Mein Instinkt... meldete Gefahr.
Dieses Buch...verströmte eine Aura... der Bedrohung und... Trauer?
Ich spürte, wie die Schatten hinter mir unruhig wurden, und hörte, wie sie untereinander flüsterten. Dann geschah alles sehr schnell. Die Tür fiel hinter uns ins Schloss, und wie von Geisterhand spielte das Grammophon ein Lied ab.
Akemi lief durch den Raum zur ersten, vergoldeten Tür und rüttelte am Knauf. Er trat vor die Tür und versuchte dann, die zweite und dritte zu öffnen. Die Hand noch am letztens Türknauf, blickte er über seine Schulter. Sein Gesichtsausdruck offenbarte uns, dass alle Türen verschlossen waren.
Und das bedeutete, wir waren – „ Wir sind gefangen", sagte Sky.
Gefangen.
Das Wort hallte in meinem Kopf wider.
Mir wurde übel und schwindelig zugleich.

Gefangen.

Ich verschränkte die Arme fest vor der Brust und versuchte so, das heftige Panikgefühl niederzukämpfen, das mich erfasste...

Gefangen.

...doch es gelang mir nicht und ich konnte nicht atmen...

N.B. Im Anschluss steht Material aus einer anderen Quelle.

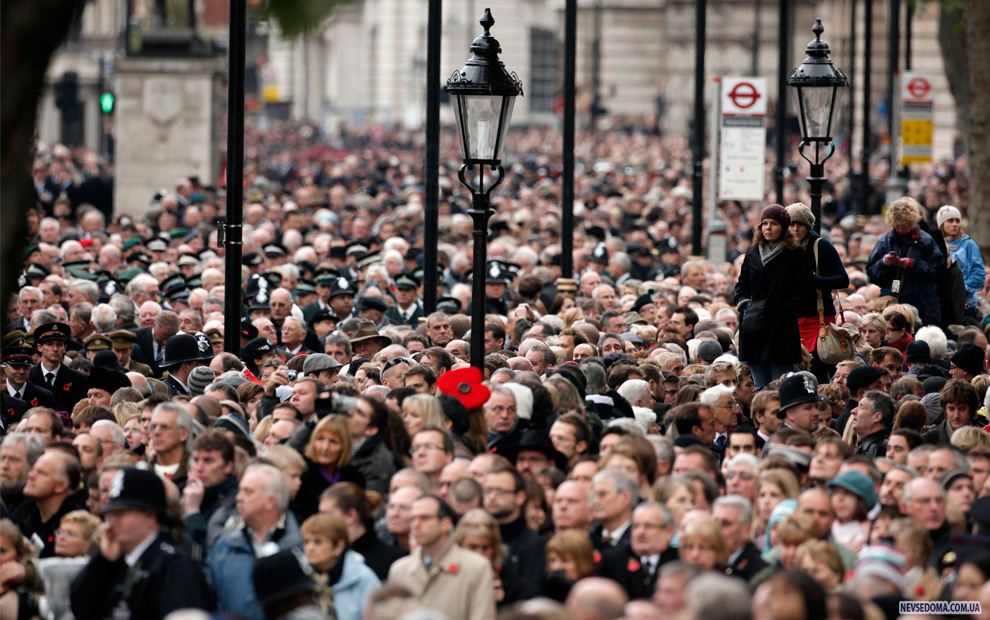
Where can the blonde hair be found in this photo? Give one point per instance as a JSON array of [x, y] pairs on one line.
[[970, 437], [576, 546], [87, 522], [708, 531], [905, 210], [477, 521], [335, 425]]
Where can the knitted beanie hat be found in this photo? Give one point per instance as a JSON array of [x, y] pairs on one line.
[[778, 213], [800, 213]]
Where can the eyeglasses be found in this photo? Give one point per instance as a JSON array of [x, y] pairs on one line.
[[498, 491], [426, 447]]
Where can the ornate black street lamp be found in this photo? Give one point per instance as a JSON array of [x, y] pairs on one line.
[[817, 82], [482, 94]]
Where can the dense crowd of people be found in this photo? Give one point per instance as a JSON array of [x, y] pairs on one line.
[[797, 432]]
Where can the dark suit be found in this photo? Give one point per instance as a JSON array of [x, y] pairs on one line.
[[175, 388], [395, 317], [70, 386], [17, 324], [598, 539], [749, 562], [144, 352], [165, 580], [36, 395], [625, 567], [11, 410]]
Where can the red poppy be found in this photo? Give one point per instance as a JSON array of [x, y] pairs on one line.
[[465, 385]]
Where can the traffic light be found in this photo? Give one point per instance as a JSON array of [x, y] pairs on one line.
[[107, 101]]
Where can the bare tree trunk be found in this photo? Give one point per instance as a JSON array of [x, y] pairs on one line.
[[978, 145], [30, 32], [952, 37]]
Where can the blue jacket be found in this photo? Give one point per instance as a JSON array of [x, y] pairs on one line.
[[919, 283], [351, 592], [966, 254], [230, 563]]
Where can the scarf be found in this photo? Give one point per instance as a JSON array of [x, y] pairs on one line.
[[770, 251]]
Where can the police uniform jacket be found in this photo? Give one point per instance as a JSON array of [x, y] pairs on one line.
[[747, 563], [70, 386], [459, 583], [622, 565], [37, 396], [162, 581], [396, 318]]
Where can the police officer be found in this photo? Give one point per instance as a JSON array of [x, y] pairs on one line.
[[138, 572]]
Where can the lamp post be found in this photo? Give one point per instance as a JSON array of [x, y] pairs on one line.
[[817, 81], [482, 93]]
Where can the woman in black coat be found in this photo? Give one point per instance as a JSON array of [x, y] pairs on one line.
[[773, 281], [829, 274]]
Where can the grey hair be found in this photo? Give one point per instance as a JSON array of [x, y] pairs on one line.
[[906, 494], [83, 311], [275, 479], [33, 445], [935, 337], [621, 482], [666, 515], [710, 396], [30, 289], [116, 432], [745, 459], [124, 307], [738, 502], [711, 595], [634, 390], [104, 318], [87, 289], [595, 374]]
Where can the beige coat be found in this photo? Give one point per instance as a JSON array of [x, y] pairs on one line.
[[459, 583]]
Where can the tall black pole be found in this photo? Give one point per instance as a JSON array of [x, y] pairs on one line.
[[234, 232], [431, 211], [754, 61], [698, 141], [851, 74], [567, 183], [867, 70], [480, 212], [780, 137], [893, 66], [596, 66], [908, 35]]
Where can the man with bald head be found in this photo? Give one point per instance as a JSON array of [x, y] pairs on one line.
[[924, 501], [596, 598], [572, 506]]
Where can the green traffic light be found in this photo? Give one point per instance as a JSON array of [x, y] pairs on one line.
[[106, 102]]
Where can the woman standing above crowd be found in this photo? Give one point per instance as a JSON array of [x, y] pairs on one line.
[[964, 252], [906, 262], [830, 275], [773, 283]]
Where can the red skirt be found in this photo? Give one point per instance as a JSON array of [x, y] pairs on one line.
[[809, 326]]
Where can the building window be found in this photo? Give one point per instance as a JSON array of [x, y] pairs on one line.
[[544, 52]]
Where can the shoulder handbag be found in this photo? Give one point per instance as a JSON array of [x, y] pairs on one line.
[[754, 320], [835, 343]]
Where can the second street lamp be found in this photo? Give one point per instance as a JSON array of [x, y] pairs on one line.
[[817, 82], [482, 94]]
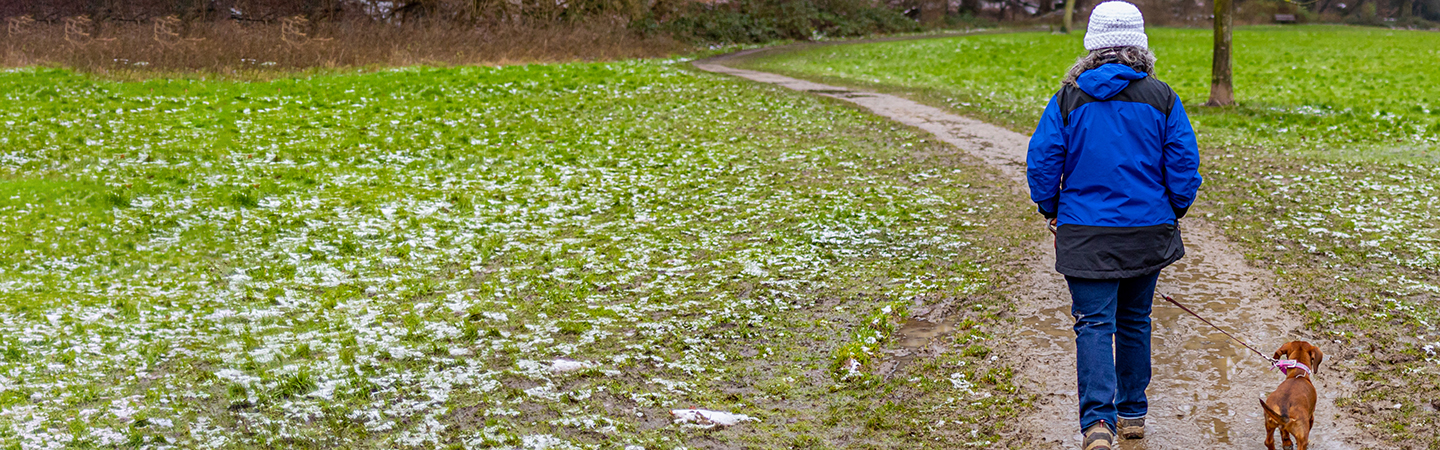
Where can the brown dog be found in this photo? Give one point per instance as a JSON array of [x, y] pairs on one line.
[[1292, 406]]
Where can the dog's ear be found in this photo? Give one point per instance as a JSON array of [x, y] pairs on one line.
[[1283, 351]]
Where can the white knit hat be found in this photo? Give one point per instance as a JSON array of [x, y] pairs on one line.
[[1115, 23]]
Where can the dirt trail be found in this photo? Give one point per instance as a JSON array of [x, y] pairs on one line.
[[1204, 388]]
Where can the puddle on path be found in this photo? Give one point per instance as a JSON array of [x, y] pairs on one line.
[[1204, 390], [915, 333], [1204, 387]]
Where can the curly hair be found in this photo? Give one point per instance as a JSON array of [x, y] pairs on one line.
[[1141, 59]]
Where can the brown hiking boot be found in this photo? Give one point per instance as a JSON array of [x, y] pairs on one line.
[[1099, 437], [1132, 427]]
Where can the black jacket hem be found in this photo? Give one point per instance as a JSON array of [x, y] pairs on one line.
[[1109, 253]]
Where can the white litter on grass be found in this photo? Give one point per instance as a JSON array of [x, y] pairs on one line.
[[566, 365], [707, 418]]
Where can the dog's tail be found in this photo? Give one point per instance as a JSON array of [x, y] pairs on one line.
[[1272, 413]]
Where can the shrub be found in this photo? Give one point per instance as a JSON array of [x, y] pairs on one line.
[[761, 20]]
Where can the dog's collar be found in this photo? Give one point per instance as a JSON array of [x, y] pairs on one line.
[[1285, 365]]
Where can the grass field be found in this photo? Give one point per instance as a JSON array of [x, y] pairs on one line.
[[1326, 170], [540, 257]]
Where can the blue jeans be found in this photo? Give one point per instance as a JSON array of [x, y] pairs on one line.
[[1112, 312]]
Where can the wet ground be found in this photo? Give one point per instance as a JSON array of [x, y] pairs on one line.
[[1204, 390]]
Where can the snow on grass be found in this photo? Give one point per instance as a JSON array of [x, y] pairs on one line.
[[529, 257]]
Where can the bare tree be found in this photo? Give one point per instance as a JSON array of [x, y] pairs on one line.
[[1221, 88]]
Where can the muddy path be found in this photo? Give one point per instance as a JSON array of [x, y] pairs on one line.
[[1204, 388]]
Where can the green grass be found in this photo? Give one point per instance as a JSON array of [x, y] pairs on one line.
[[399, 258], [1326, 170]]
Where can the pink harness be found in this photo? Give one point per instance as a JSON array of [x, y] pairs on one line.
[[1285, 365]]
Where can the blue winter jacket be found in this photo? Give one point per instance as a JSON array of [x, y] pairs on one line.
[[1115, 160]]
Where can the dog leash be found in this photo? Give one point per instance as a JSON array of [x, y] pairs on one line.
[[1227, 333]]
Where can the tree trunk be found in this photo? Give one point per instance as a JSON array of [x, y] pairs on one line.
[[932, 12], [1070, 12], [1221, 90]]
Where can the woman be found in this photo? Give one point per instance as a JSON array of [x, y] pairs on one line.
[[1113, 166]]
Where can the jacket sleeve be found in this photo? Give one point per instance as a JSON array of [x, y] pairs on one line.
[[1046, 160], [1181, 160]]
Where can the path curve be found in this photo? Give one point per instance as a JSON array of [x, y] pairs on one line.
[[1204, 388]]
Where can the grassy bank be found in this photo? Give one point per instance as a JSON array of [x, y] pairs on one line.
[[542, 257], [1326, 170]]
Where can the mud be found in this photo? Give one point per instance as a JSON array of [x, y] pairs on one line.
[[1204, 388]]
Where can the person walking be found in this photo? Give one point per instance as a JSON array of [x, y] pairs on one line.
[[1113, 166]]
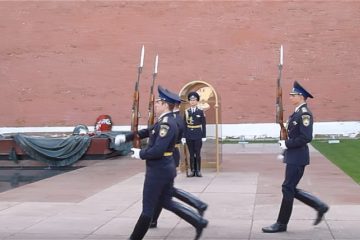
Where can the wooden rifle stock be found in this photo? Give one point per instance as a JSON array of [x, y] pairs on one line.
[[151, 110], [280, 108], [135, 113], [186, 160]]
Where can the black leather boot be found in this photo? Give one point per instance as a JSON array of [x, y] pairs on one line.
[[191, 217], [276, 227], [141, 228], [285, 211], [191, 200], [198, 174], [155, 217], [313, 202]]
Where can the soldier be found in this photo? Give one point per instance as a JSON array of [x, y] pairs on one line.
[[180, 194], [296, 157], [160, 168], [195, 133]]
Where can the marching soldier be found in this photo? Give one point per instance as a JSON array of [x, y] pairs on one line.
[[195, 133], [296, 157], [180, 194], [160, 168]]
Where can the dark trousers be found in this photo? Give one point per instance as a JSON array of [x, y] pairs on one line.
[[185, 197], [176, 156], [158, 192], [194, 147], [293, 175]]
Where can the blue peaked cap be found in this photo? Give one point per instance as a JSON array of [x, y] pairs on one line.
[[168, 96], [298, 89]]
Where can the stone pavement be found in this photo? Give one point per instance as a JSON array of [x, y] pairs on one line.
[[103, 201]]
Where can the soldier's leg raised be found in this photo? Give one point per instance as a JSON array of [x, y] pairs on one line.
[[191, 200], [313, 202], [189, 216]]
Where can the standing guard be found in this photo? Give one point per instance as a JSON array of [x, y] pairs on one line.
[[195, 133]]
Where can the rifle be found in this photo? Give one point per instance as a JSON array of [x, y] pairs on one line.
[[151, 111], [279, 103], [135, 108], [186, 160]]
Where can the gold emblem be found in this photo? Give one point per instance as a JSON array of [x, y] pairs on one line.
[[306, 120], [163, 130]]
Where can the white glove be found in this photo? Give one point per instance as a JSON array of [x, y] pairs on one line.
[[120, 139], [282, 144], [136, 153]]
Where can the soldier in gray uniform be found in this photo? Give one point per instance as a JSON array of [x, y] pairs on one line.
[[194, 133], [296, 157], [160, 168]]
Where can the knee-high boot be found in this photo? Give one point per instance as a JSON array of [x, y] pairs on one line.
[[190, 199], [155, 217], [313, 202], [285, 211], [141, 227], [190, 216]]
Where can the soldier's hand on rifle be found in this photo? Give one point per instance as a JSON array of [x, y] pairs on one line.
[[120, 139], [136, 153], [282, 144]]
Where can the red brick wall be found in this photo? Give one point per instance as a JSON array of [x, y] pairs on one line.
[[63, 63]]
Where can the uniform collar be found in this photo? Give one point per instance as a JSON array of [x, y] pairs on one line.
[[162, 115], [298, 107]]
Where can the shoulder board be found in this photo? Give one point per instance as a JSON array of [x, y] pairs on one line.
[[304, 109], [163, 130], [306, 119], [165, 119]]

Dark sah, wie ich wankte, und packte mich am Arm.
„Hey, hey, ganz ruhig, mein Antiheld." Seine Stimme war leise und beruhigend. „Komm mit."
Ich ließ mich von ihm zu dem Sessel führen und ließ mich darin nieder.
Und genau in diesem Moment, flüsterte mir eine Frauenstimme ins Ohr.
‚Höre den Gesang einer toten Frau.'
Mir fielen...die Augen zu, und ich nahm das Lied, dass das Grammophone abspielte....in meinen Träumen auf.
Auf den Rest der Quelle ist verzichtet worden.